The continued use of sexual violence to terrorize women and girls in many countries across the globe, has continued despite many efforts in recent years to bring light to these horrendous gender-based crimes. Therefore women and girls remain trapped living in daily fear, as the numbers of rape victims continuously rises, becoming a common feature of daily life in many countries, especially those embattled in armed conflict.  The World Health Organization (WHO) claims that violence against females is the cause of more death or disability, for girls and women aged 15 to 44, than that of cancer, malaria, traffic injuries and general warfare combined.

One country who has been fighting an up-hill battle against sexual and gender-based violence and the use of rape as a weapon of war, is the Democratic Republic of Congo (DRC).

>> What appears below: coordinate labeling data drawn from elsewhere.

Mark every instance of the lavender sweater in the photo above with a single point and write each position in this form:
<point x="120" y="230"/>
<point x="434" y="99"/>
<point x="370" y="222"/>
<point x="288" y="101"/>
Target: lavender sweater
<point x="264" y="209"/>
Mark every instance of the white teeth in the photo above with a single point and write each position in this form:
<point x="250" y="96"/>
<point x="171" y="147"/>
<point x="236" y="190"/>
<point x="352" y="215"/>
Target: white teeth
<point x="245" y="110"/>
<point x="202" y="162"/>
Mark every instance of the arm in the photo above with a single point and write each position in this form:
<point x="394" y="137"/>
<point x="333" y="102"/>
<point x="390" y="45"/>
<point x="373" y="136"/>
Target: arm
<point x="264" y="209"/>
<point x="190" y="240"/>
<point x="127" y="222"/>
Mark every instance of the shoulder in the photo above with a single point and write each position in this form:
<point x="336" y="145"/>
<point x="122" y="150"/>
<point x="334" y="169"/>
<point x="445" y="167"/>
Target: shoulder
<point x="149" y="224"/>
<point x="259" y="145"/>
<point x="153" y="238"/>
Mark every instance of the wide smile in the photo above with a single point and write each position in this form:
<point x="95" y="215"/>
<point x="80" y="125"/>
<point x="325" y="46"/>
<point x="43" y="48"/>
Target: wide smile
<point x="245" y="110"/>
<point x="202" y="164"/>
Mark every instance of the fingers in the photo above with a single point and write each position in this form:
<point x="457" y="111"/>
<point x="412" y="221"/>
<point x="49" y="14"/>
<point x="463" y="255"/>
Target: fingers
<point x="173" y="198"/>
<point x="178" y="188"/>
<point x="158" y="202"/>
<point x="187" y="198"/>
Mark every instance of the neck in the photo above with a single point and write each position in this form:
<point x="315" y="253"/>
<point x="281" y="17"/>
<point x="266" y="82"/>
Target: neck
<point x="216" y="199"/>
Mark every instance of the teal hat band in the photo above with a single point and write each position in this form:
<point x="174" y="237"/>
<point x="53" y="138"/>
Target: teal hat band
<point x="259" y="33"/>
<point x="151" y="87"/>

Previously the UN has described the Congo as “the rape capital of the world”, after more than 8000 women were reported as raped during the countries conflict in 2009 alone and at least 200,000 cases since 1996.  A survey of 3,436 women in 2006 and 2007, a study published in May by the American Journal of Public Health found that 1.8 million women in DRC had been raped during their lifetime. For the survey period, the rate was 48 rapes every hour.

“Not only is sexual violence more generalized than previously thought, but our findings suggest that future policies and programmes should focus on abuse within families and eliminate the acceptance of and impunity surrounding sexual violence nationwide while also maintaining and enhancing efforts to stop militias from perpetrating rape,” the authors concluded.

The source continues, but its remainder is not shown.